In beginning any lawsuit, the first matter to resolve is determining which court has jurisdiction over the matter (i.e. the authority to call both parties into court to resolve the controversy). As the person bringing a lawsuit, you will have to decide whether to bring your claim in federal or state court. Another important consideration is establishing proper venue for your lawsuit.
What Does It Mean That I Have To Establish Proper Venue?
In addition to jurisdiction, proper venue must be established in both federal and state court. Venue is where the court is located with respect to both the parties involved and the controversy. Venue for a matter is usually based upon residence of the defendant (i.e. person against whom a claim is brought), although with some actions the venue is based upon where the plaintiff (i.e. person bringing the lawsuit) resides.
When Should You File Your Claim In A Federal Court?
Federal courts have jurisdiction over matters involving controversies between states, questions of federal law, and controversies between parties from different states in which the amount involved exceeds $50,000. Others matters are to be brought in state courts. Under federal law, it is the requirement of the plaintiff to establish that the court has jurisdiction over the controversy.
When Should You File Your Claim In A State Court?
Any matter over which a federal court cannot claim jurisdiction will have to be brought in state court. State courts typically have a two or three tier system. Each system has a threshold dollar amount, or authority based upon subject matter. For example, small claims courts might have jurisdiction over controversies less than $5,000, municipal court for controversies less than $25,000 and superior court for controversies in excess of $25,000. In addition, there may be rules which establish special courts for certain matters (traffic courts, family law courts, juvenile law, landlord/tenant court, and probate court).

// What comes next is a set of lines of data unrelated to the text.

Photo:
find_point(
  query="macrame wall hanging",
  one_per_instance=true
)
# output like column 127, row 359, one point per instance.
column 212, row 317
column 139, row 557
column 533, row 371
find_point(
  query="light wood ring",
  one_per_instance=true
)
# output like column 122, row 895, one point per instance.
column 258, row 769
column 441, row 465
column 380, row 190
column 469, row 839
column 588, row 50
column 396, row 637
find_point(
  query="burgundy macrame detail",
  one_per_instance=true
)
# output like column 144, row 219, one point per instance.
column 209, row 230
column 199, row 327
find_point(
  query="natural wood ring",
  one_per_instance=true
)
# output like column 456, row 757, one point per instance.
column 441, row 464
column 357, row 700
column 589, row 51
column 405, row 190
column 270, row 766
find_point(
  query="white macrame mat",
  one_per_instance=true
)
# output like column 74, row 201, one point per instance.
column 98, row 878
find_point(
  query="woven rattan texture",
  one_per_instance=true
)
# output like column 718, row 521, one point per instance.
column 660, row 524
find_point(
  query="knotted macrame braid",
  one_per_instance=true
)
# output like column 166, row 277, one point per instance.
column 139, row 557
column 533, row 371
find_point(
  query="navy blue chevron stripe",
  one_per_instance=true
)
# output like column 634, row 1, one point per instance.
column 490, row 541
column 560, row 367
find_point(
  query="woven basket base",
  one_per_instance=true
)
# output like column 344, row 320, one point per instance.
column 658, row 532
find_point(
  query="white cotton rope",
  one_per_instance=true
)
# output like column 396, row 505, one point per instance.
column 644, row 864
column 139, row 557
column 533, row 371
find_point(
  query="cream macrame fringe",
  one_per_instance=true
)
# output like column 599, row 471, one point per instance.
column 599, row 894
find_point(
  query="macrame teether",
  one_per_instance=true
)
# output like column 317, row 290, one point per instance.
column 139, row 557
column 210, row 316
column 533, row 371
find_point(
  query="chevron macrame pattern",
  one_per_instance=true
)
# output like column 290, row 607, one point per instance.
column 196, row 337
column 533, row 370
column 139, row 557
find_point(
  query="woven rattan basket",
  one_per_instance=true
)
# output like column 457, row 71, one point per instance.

In state court, it is usually the responsibility of the defendant to raise the issue that the court lacks jurisdiction over the matter, (although a judgment from a court that lacks jurisdiction can be challenged in the future).
Do I Need An Attorney To Help Me Select The Proper Court?
When you retain an attorney, one of his main responsibilities is to make sure to represent your best interests; including helping you find the best venue possible. An civil rights attorney can make sure that you bring your lawsuit in the proper court, thereby making his assistance invaluable. Also, your potential recovery for a personal injury claim may be greater in one state than another. This is something your attorney will take into account.